I worried I was going to die. I really did. My heart - it had never thumped so hard, so sickeningly before. Thump, like a rolled-up newspaper against my chest. Thump, like sudden turbulence on a flight. Thump, like... like I had done it.

I had defeated the tutorial boss. It was nothing, I knew. But a door had opened. I might have transformed from someone who was incapable of playing these games into someone who could. Later, I learned that others had struggled with Iudex Gundyr, that he was considered harder than other first Souls bosses, and that door opened further. I had dived in at the deep end, it seems, and I had not drowned.

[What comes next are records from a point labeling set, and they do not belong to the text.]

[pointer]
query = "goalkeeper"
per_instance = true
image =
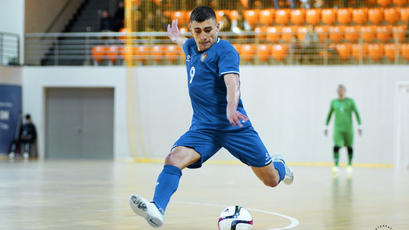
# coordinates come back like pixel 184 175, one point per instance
pixel 343 127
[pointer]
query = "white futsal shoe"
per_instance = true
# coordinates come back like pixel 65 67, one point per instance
pixel 335 170
pixel 147 210
pixel 289 174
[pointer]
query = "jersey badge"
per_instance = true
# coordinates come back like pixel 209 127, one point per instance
pixel 203 57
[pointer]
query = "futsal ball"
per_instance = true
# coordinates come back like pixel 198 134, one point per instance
pixel 235 218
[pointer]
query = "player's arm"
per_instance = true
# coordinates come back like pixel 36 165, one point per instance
pixel 331 110
pixel 233 96
pixel 174 33
pixel 358 117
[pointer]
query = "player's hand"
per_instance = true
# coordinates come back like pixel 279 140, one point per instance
pixel 173 31
pixel 360 131
pixel 235 117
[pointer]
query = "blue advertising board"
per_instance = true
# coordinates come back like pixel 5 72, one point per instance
pixel 10 110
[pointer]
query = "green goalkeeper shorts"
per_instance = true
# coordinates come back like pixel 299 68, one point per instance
pixel 344 138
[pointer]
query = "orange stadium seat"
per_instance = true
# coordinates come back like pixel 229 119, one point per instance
pixel 298 16
pixel 344 16
pixel 282 16
pixel 125 52
pixel 313 16
pixel 301 32
pixel 122 36
pixel 400 2
pixel 360 16
pixel 157 52
pixel 267 16
pixel 98 53
pixel 404 15
pixel 371 3
pixel 344 51
pixel 368 33
pixel 172 52
pixel 375 51
pixel 237 47
pixel 167 13
pixel 288 32
pixel 279 52
pixel 328 16
pixel 390 51
pixel 384 33
pixel 220 13
pixel 234 14
pixel 252 17
pixel 404 50
pixel 260 32
pixel 263 52
pixel 391 15
pixel 384 3
pixel 375 15
pixel 359 50
pixel 111 53
pixel 352 33
pixel 247 52
pixel 273 33
pixel 141 52
pixel 399 32
pixel 336 33
pixel 322 32
pixel 181 16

Thereafter, I learned so much. The game told me little, but through exploration and experimentation I worked out how its Souls system - a single currency for both item purchases and levelling up - worked, the risk/reward of how far to push on before I went back and spent my earnings (to die would be to lose them all), how to dodge enemies entirely to reach new places or reclaim lost Souls more rapidly, how to upgrade weapons, how to deal with shielded foes, why to only fight down and never up a staircase, and most of all how to die.

How to die fast, how to die slow, how to die at the worst time, how to die at the right time, cutting losses or leaving dropped Souls in an easy-to-reach place. How to not mind when I die, because at least I will have learned something new.

Because I have learned so little, that I could tell. To play Dark Souls III would be to keep on learning: every enemy location, every shortcut, every ambush and every trap. I no longer felt that I was staring an insurmountable brick wall, though. Rather, I saw a long series of surmountable brick walls, each of which I could batter down once I found the right tools.

When I met the second boss, it was not with fear but with determination. Having faced down my doubt once, I knew that I would be able to do it again if I could just retain discipline and patience.

He was so much easier. I laughed even as he murdered me for the first and the second time, because even though I had failed I could see a way through. I could tell that, soon enough, I would win. The lack of that infinite axe helped enormously, to be honest: I could more easily understand a huge, armoured enemy who I simply had to dodge then hack at the behind of. I could see where I needed to be and where I should not be, whereas the exact capabilities of Iudex Gundyr's absurd weapon had always been hard to comprehend.

Vordt of the Boreal Valley, though, fell on my third attempt. Thump, thump, thump, but not as sickeningly as before. Just the adrenaline of victory this time, not the conjoined disbelief that I had survived the impossible.

I have been much further than that, and there is so very far still to go, but now I can say this: I get Dark Souls. I get that it is not about 'difficulty' so much as it is working things out for myself. It's not about precision so much as it is bludgeoning a way through, fumbling my way to success through a combination of patience and grit.

There is grind, but it doesn't feel like it: not in the World of Warcraft sense, because I feel that something is improving and expanding, and because the ingenuity of the Souls systems means there's always drama: I might lose all my earnings at any point.

Importantly, it's about exploring as much as it is learning level layouts: wandering around, getting jumped, finding secrets and shortcuts, building a map in my mind. Getting a little further each time.

It's also about working out what feels right, weapon-wise: not for me big, heavy two-handers or the heaviest armour, but a semi-fast, souped-up axe and a lightweight shield which I only really used to block the bolts of ranged enemies. I wear lighter armour so I can move faster: tanking is not for me. I want to swipe and swipe as I dodge and roll, not to time and lunge for big damage. I'm an attrition fighter, it seems. I have no doubt that I will soon meet a boss who will punish me for that. Because this is Dark Souls.

And I get it. Honestly, I was the last person I thought that could ever be true of, so I am quite sure that you can get it too.